I know that my experience is probably identical to a lot of the people who post here so I'll keep it brief and cut out the details.
- I've always struggled to focus on menial tasks
- Simple homework assignments like reading logs would drive me nearly to tears when I was young despite being so damn easy.
- Sitting down to work on stuff has always been agonizing. The only reason I did well in school is that I was a good improviser and a great test taker. Everything I did was procrastinated and half-assed.
- Even simple chores are a struggle when they really shouldn't be. I cannot do anything without multitasking, the boredom is torturous.
- Being a sloppy procrastinator is not cutting it in the adult world
- My life is being ruined by my impulsivity and lack of discipline. Even when the stakes are high, I can't focus on tasks. Sitting down to do 2 hours of work is really 30 minutes of work and an hour and a half of satisfying meaningless impulses.
That's the rundown of how my poor attention span has affected me minus a lot of minor details.
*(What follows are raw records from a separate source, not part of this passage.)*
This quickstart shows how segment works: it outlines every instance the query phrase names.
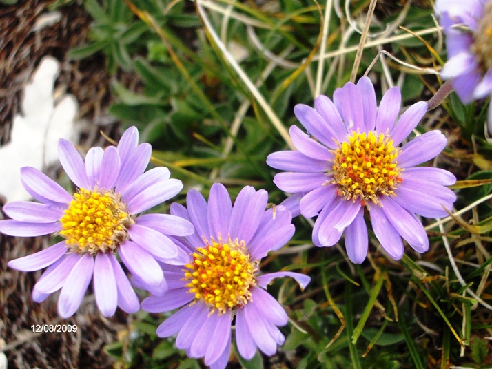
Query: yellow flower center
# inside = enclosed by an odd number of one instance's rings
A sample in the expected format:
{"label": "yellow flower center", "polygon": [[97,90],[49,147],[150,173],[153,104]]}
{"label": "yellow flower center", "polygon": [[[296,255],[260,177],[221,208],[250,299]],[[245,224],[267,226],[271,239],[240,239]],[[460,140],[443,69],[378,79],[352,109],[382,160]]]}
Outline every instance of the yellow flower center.
{"label": "yellow flower center", "polygon": [[492,1],[484,6],[484,14],[478,22],[478,28],[473,35],[475,42],[472,51],[478,58],[480,67],[485,73],[492,67]]}
{"label": "yellow flower center", "polygon": [[207,241],[205,247],[196,249],[193,262],[185,265],[186,286],[212,308],[224,313],[251,300],[249,287],[256,285],[258,263],[249,260],[244,241],[229,238],[227,243],[219,238]]}
{"label": "yellow flower center", "polygon": [[114,251],[129,238],[127,228],[134,224],[126,211],[126,205],[112,191],[80,189],[60,219],[60,234],[80,254]]}
{"label": "yellow flower center", "polygon": [[396,161],[398,150],[389,136],[352,132],[348,141],[338,146],[329,183],[337,184],[337,194],[347,200],[358,198],[362,206],[369,200],[379,204],[378,196],[392,195],[403,180],[398,176],[402,171]]}

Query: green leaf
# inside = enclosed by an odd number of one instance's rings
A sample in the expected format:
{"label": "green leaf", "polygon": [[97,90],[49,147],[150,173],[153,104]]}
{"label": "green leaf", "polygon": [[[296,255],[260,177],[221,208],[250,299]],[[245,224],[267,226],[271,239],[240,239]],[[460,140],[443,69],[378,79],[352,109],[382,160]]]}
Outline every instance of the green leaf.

I finally bit the bullet and thought to myself that I might have ADHD. It makes sense given my behavior symptoms and at times my severe lack of focus. I spoke to a psychiatric nurse (because getting an appointment with a psychiatrist takes forever) and after speaking about my experiences and problems with her she prescribed me Wellbutrin. But I cannot help but feel like I'm just looking for excuses for the fact that I am just a lazy, undisciplined slacker that cannot be bothered to try. I believe ADHD is real and pharmacological intervention is a valid and credible treatment for it. But I have yet to pick up my subscription from the pharmacy and I'm really second-guessing even taking it.
Based on what I've read, coming off of Wellbutrin can be a painful process that induces mood-swings and takes a while to ween off of. So if I find out it doesn't work well for me I'm committed to a neurological struggle for several weeks. And through this concern I've found myself just scared of the prospect of taking medication for my attention at all. I don't need medical advice about Wellbutrin specifically, I can do the research on the drug myself (even if I get distracted doing it). I'm just struggling work through what might be a toxic attitude I have toward medicating myself for anything. I cannot shake this powerful, dreadful shame that I'm just making excuses and running to drugs to solve my problems when my attention problems may just be a product of my weakness of character. Some lack of willpower. Logically I know that I probably do have ADHD but whenever I think about treating my issues like a medical one I cannot do anything to escape this overwhelming shame keeping me from doing anything about it. Part of me feels stupid for even posting this. I'm not sure if I'm making any sense at all, maybe this comes off as an incoherent rant but I would like for some people with experience dealing with ADHD to help give me some perspective here.
I'm trapped between a desire to try, a fear that the treatment might be worse than the problem, and personal shame that I'm even considering this at all.